Habakkuk Biddiscombe laughed raucously. "Likely tell! If he'd made up his mind to protect us come what might, he wouldn't've needed to call a council of war. And the damned Englishmen wouldn't've taken so long making up their miserable minds, either. No, they were going to hand us over to you, all right, sure as Jesus walked on water. They wouldn't've lost any sleep over it, After all, we were nothing but Atlanteans-one step up from niggers, and a short step, too."

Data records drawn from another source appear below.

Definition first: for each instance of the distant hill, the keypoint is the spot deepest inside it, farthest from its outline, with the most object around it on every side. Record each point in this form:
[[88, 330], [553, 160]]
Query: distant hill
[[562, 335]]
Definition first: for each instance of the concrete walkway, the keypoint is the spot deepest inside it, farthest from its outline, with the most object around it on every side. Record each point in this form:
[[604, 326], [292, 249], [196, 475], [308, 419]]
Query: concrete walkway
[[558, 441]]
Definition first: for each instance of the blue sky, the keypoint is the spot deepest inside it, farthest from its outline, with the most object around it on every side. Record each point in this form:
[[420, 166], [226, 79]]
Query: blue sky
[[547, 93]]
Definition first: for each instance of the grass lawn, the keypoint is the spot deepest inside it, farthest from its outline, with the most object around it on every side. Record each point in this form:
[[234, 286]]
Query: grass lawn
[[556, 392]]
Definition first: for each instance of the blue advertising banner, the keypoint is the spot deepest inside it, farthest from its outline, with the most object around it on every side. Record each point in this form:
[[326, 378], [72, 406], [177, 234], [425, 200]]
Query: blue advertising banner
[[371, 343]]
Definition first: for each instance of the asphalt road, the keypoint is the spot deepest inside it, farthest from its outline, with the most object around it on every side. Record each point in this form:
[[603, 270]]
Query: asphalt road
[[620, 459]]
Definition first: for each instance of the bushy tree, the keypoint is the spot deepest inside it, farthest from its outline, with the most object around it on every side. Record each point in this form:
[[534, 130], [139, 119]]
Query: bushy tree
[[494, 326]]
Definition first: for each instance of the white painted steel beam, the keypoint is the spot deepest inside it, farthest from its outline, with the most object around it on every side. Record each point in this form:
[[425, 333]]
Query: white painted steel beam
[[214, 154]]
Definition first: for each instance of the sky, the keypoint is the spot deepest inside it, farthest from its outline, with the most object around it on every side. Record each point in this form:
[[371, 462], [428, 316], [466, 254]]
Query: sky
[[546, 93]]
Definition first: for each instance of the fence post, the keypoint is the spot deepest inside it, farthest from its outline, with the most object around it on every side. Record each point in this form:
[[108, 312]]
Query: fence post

And what would Blaise have said about that? Something interesting and memorable, Victor was sure. "If the redcoats felt that way about the loyalists who fought beside them, why did you stay on?"
"Because I wanted your guts for garters, General Victor High and Mighty Grand Panjandrum Radcliff, and that looked like my best chance to get 'em." Biddiscombe didn't bother hiding his venom. And why should he? Things could get no worse for him than they were already.
"If it makes you any happier, I felt the same way about you after you raised Biddiscombe's Horsed Legion," Victor said.
"It doesn't, not so much as a fart's worth," Biddiscombe replied. "Only one of us was going to get what he wanted, and I wish to heaven it were me." He scowled through the grating. "If you were any kind of gentleman, you'd pass me a pistol so I could end this on my own."
Victor shook his head. "The trial will go forward. The hounds baying outside wanted to end it on their own, too."
"Ah, but my way would finish it fast, and with luck it wouldn't hurt so bloody much," Biddiscombe said.
"When properly done, hanging slays quickly and cleanly," Victor said.
"Why bother with a trial when you already know the verdict?" jeered the man on the other side of the grate.
"So all the evidence comes forth. So the future can know you for the traitor you are," Victor answered.
Biddiscombe's mouth twisted. "A traitor is a man unlucky enough to end on the losing side. Past that, the word has no meaning."
"Not quite," Victor said.
"No? How not?" his onetime cavalry officer returned.
"A traitor is a man unlucky enough to choose the losing side in the middle of the war," Victor said. "You might have chosen otherwise. You would have done better if you had. And you will pay for what you chose."
Habakkuk Biddiscombe's sweeping gesture took in the whole of his sorry cell. "Am I not already paying?"
"You are," Victor said, and walked away.
Victor declined to serve on the three-officer panel that decided Biddiscombe's fate. "I doubt my ability to be just," he said. He doubted any Atlantean's ability to be just to Biddiscombe, but that was the turncoat's hard luck. At least Biddiscombe's blood would not directly soil his hands.
He was summoned to testify against Biddiscombe. The accused did have counsel, a Croydon barrister named Josias Rich. Outside the small meeting room in the town hall that served as a courtroom, Rich told Victor, "I do this not in the belief in the man's innocence, nor for the sake of my own advancement, God knows-people I thought my friends commence to cut me in the streets. I do it for the sake of Atlantis' honor. Even a dog should have someone to speak for it before it is put down."